As a follow-up to last summer’s (warmer) Weekend in Halifax, here’s a few more notes about visiting the city, based on a quick (colder) trip we took over this weekend.
- On a whim I bid $50 for two rooms in Halifax on Priceline and it was, to my surprise, accepted by The Westin Nova Scotian. The hotel is perfectly acceptable, if (very) slightly off the beaten track. They charge $18/night for parking, but somehow we were exempted from that. There’s nice little swimming pool, a very well-equipped fitness room (the treadmills have built-in televisions), and the rooms are comfortable. The only downsides were that it was hard to control the temperature in the rooms, and that the entire hotel bristled with static electricity, making for a shocking weekend. But for $50, who’s complaining.

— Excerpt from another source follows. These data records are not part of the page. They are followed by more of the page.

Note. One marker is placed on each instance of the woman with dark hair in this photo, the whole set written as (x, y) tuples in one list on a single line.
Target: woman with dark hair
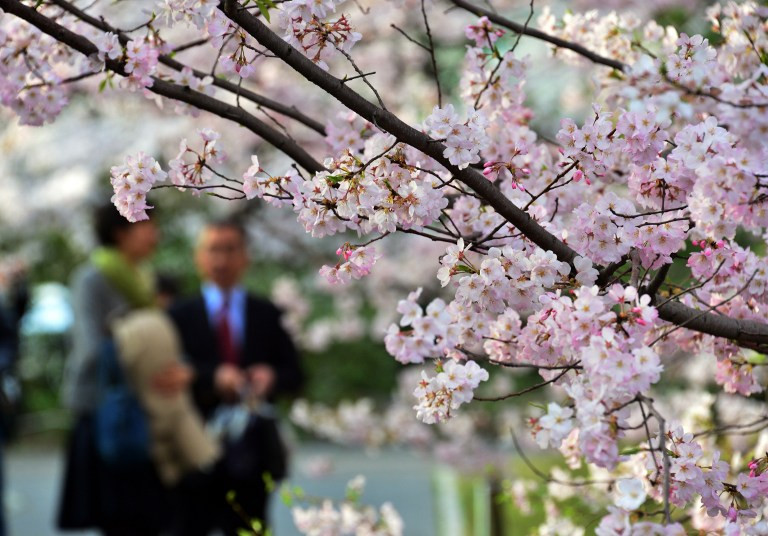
[(117, 500)]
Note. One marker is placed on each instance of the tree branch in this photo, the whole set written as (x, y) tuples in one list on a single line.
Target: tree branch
[(744, 332), (538, 34), (168, 61), (167, 89)]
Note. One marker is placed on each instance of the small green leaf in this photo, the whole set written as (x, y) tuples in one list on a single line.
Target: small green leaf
[(264, 6)]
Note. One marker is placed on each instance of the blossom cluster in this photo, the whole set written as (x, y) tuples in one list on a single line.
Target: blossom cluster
[(131, 183), (306, 27), (29, 78), (356, 262), (191, 168), (453, 386), (349, 517), (463, 140), (141, 57)]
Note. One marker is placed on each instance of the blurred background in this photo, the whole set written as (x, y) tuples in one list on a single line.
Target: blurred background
[(355, 416)]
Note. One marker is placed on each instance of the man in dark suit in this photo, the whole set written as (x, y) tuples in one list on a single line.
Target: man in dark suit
[(236, 345)]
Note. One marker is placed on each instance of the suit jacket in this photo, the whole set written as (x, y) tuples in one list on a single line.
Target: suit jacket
[(265, 341)]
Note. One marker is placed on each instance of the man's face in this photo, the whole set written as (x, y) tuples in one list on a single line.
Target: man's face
[(221, 256)]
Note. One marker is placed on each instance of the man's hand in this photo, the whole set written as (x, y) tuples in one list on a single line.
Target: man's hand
[(173, 379), (229, 381), (262, 379)]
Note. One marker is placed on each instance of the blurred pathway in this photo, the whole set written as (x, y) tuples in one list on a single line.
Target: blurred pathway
[(33, 478)]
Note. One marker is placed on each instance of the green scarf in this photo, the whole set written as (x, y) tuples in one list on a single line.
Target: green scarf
[(135, 285)]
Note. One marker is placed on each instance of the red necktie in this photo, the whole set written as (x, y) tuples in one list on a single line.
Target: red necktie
[(227, 346)]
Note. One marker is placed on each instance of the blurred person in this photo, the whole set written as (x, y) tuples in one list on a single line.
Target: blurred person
[(237, 347), (117, 500), (12, 309)]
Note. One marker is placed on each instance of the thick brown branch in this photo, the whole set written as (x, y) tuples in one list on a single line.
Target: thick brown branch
[(395, 126), (744, 332), (538, 34)]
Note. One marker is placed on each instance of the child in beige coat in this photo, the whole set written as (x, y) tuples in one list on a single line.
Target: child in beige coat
[(147, 345)]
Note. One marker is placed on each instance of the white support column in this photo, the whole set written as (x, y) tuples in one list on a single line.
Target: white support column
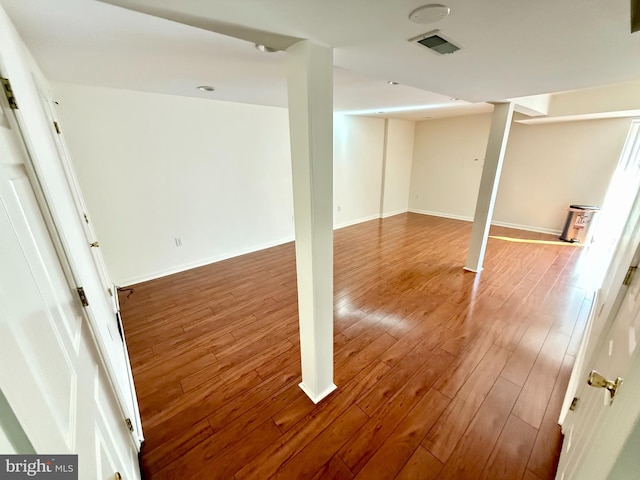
[(498, 136), (310, 84)]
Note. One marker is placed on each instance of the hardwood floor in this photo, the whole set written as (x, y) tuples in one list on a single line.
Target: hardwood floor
[(441, 374)]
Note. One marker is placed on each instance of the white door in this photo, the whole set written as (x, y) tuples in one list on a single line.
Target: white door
[(596, 431), (51, 374), (104, 308)]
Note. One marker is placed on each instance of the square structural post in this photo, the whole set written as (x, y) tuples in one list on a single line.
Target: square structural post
[(310, 86), (496, 147)]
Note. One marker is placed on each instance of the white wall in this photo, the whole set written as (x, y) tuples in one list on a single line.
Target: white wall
[(398, 158), (447, 164), (358, 149), (156, 167), (215, 174), (547, 167)]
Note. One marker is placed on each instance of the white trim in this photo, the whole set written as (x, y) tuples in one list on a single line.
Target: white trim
[(391, 214), (318, 397), (356, 221), (528, 228), (201, 263), (443, 215), (127, 282)]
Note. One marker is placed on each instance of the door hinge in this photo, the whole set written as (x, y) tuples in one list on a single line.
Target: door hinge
[(8, 91), (628, 278), (119, 323), (83, 297), (574, 404)]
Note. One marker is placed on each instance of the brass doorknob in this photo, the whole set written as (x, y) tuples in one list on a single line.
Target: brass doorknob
[(598, 380)]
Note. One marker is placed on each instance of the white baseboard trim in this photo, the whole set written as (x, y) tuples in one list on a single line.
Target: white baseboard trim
[(201, 263), (218, 258), (355, 222), (528, 228), (443, 215), (316, 398), (391, 214)]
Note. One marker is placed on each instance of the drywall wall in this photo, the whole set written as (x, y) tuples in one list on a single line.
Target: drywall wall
[(156, 168), (398, 158), (358, 150), (547, 167), (447, 165), (215, 175)]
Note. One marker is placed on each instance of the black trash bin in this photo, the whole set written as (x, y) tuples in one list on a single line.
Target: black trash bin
[(578, 223)]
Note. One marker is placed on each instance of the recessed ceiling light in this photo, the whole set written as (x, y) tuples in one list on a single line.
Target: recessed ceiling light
[(429, 14), (265, 49)]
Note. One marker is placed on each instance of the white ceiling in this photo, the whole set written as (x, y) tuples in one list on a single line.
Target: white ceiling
[(510, 48)]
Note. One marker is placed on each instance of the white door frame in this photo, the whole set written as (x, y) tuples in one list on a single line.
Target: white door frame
[(615, 425)]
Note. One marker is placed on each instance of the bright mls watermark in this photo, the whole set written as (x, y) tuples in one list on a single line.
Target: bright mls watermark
[(39, 467)]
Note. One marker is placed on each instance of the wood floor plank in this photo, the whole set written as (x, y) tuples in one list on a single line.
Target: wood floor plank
[(403, 441), (215, 355), (509, 458), (421, 466), (334, 469), (444, 436), (544, 458), (311, 458), (278, 453), (524, 356), (476, 444), (536, 391), (200, 463), (375, 432)]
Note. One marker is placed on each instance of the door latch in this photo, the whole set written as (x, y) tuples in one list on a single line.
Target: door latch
[(598, 380)]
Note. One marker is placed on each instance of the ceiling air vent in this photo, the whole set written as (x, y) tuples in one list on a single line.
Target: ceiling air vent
[(436, 42)]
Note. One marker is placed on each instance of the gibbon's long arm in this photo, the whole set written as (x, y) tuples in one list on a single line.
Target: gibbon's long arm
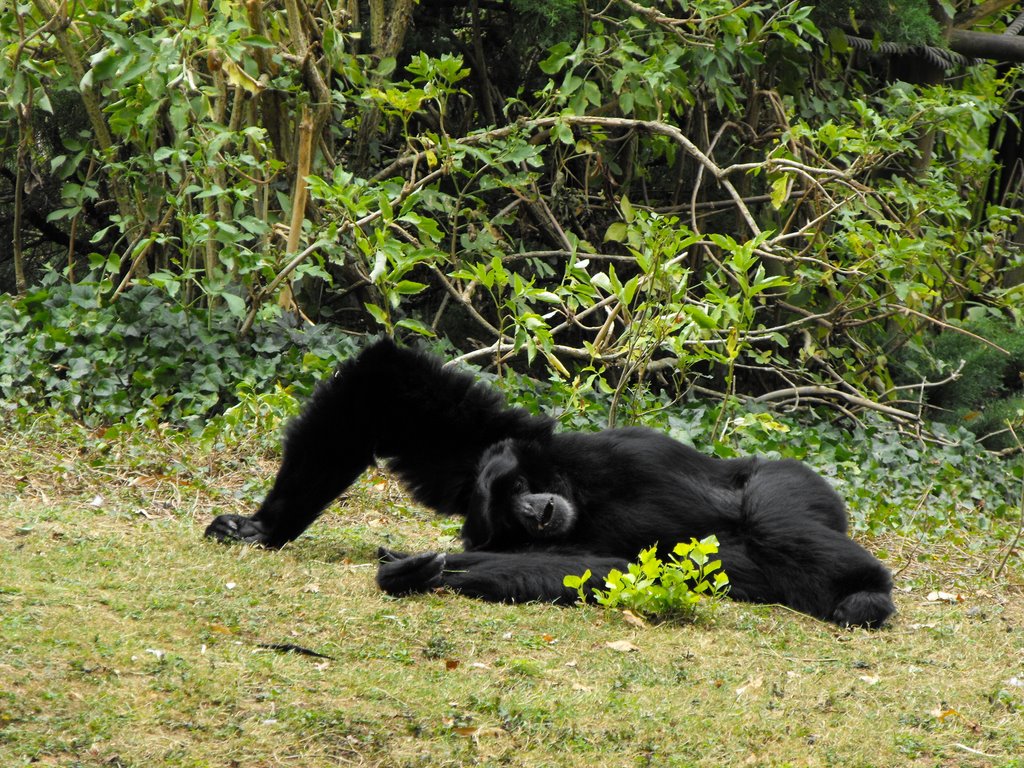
[(430, 423)]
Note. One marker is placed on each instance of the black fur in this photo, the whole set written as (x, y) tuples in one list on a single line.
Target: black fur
[(539, 505)]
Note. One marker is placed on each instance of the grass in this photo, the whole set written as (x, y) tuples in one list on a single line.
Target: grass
[(128, 640)]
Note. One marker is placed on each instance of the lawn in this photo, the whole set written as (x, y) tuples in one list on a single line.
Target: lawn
[(126, 639)]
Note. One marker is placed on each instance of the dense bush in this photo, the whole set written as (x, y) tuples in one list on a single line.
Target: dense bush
[(59, 347)]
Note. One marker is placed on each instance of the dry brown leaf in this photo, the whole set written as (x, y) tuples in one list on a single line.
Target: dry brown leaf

- We had another great dinner at Chabaa Thai Restaurant on Saturday night. We arrived about 15 minutes before the supper rush and by the time we left the place was packed to the gills. Our friend (and world traveler) C. was with us and this broadened us out of our usual Thai menu habits, so we got to taste more of what they offer. The spicy halibut was especially good.
- Dartmouth Crossing, which had been positioned in my mind as a sort of mainland shopping nirvana, turned out to be a depressing industrial shopping wasteland full of the same-old same-old big-box stores. Best avoided.
- We made our first visit to the Art Gallery of Nova Scotia based on a recommendation of the Machines at Play show helpfully tweeted by Iain. It had a very high neato quotient, and the rest of the gallery was interesting too. Best $20 (per family) you can spend in downtown Halifax, I think.
- Conversely, the Discovery Centre’s much-hyped LEGO exhibit turned out to be little more than a bunch of LEGO models of iconic American scenes with some LEGO brick-filled tables sprinkled around. I love LEGO, and the our visit to LegoLand was one of the highlights of my life, but this had nothing at all to do with “discovery” and was more of a promotional opportunity for LEGO. The rest of the Discovery Centre is much more straight-ahead science centre-like, albeit with exhibits that look like they haven’t been refreshed in 10 years. While not completely without value, the overall impression one is left with is of a poorly-funded and unloved facility that pales when compared to any other children’s museum we’ve visited.
- On Sunday night we used 2-for-1 coupons from The Coast to go out to dinner at The Wooden Monkey in its large new location on Grafton Street around the corner from where it started out. The service and the food were both excellent and this remains our favourite place to eat out in Halifax.
- On Monday morning we drove over to Dartmouth to visit Chairs Limited, a bespoke chair maker. Met a very helpful salesperson who guided me through the options available (which turned out to be “almost anything you can imagine”). When I joked that I’d like a chair upholstered in the Prince Edward Island tartan he excused himself for a moment and emerge shortly with both PEI- and New Brunswick-tartan covered chairs. I’m preparing my chair order now.
- I put out a call on Twitter for a new coffee place to try out and the consensus from all corners was Two if By Sea in Dartmouth. So on our way out of town we stopped in. Wow. They have a pain au chocolate on the menu that is indescribably good (albeit also indescribably rich) and also serve a very solid espresso. Not the kind of place you could go every day, but certainly worth a visit to see how croissants are supposed to be made.
We packed a lot into 48 hours, and then made quick work of the trip back to Charlottetown, darting between snow squalls all the way.